Whale scientist Vanessa Pirotta, who was not involved with the study, said long-term data was essential for understanding these long-lived animals, and how they might adapt to a changing environment.
“We need to continue to learn more about [southern right whales] given that we were responsible for so much of their loss and where their populations are right now,” Pirotta said.

Commercial whaling ceased in Australia in 1979 and was banned by the International Whaling Commission in the late 1980s. Driven to fewer than 300 animals, populations in Australia now range between 2,346 and 3,940 individuals, or about 16% to 26% of pre-whaling levels.
Southern rights were like “tractors of the ocean”, said Dr Peter Corkeron, a marine ecologist and adjunct senior research fellow at Griffith University, who was not involved in the study. To feed, the whales would seek out dense patches of zooplankton and “go back and forth like they’re mowing the lawn”.
The change in calving intervals was a sign that conditions in the Antarctic and sub-Antarctic weren’t as good as they once were, he said.
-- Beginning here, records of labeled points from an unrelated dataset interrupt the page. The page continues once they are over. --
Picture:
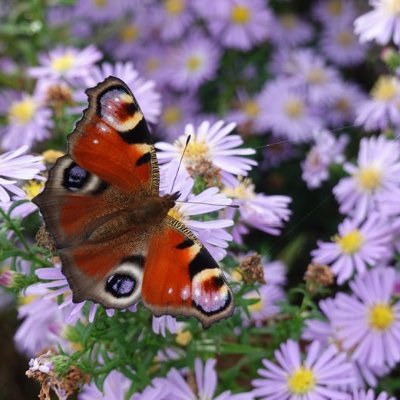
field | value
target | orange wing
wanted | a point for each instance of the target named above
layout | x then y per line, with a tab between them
112	139
182	278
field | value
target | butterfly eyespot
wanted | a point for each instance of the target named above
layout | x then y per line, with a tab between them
210	293
75	177
120	285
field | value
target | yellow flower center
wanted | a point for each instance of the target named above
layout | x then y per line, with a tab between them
251	108
63	63
100	3
23	300
294	108
193	63
240	15
302	381
369	179
335	7
381	317
243	191
51	156
33	188
129	33
345	38
392	6
351	242
183	338
316	76
172	115
22	111
342	105
258	305
385	89
174	7
288	21
153	64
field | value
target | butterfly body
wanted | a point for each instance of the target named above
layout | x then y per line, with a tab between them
112	229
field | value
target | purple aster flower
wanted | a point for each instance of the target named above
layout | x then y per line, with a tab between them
175	16
266	213
334	11
15	166
206	382
102	10
239	24
317	376
375	178
28	121
289	30
58	282
287	112
367	322
324	332
144	91
42	323
211	231
277	152
341	46
267	305
381	24
211	142
116	386
163	324
356	246
195	61
176	113
327	150
370	395
382	110
66	63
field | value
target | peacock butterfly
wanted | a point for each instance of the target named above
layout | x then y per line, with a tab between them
111	227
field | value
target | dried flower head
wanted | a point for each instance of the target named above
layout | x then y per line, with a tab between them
318	275
207	171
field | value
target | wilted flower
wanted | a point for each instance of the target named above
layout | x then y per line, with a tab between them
28	121
66	63
367	322
237	23
211	142
318	376
15	166
372	181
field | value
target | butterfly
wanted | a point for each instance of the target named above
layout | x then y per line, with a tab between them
112	229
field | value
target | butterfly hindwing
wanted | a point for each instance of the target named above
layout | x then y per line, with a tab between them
116	243
182	278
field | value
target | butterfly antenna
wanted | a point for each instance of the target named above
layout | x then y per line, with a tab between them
180	162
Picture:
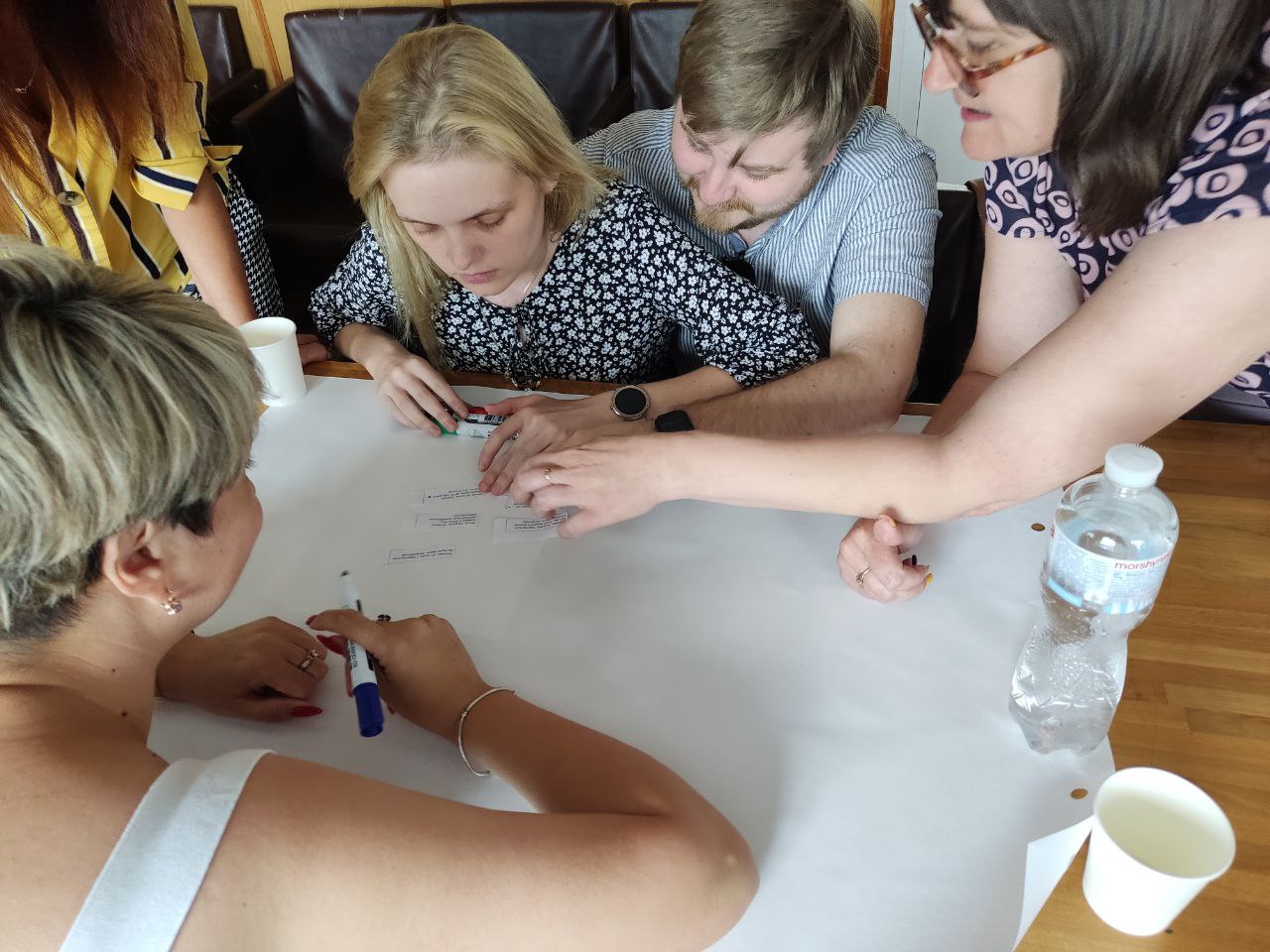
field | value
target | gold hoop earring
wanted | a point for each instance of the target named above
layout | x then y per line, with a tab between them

“As mammals, the choice to have a baby is demanding,” he said. “If a female wants to maximise her lifetime reproductive output, she has to balance having babies and living a long time. When conditions are getting worse, you pull back on having as many babies.”
“Anthropogenic climate disruption affects everything,” Corkeron said. “It’s just another message, if people choose to pay attention to it, that we’ve got to do something about this.”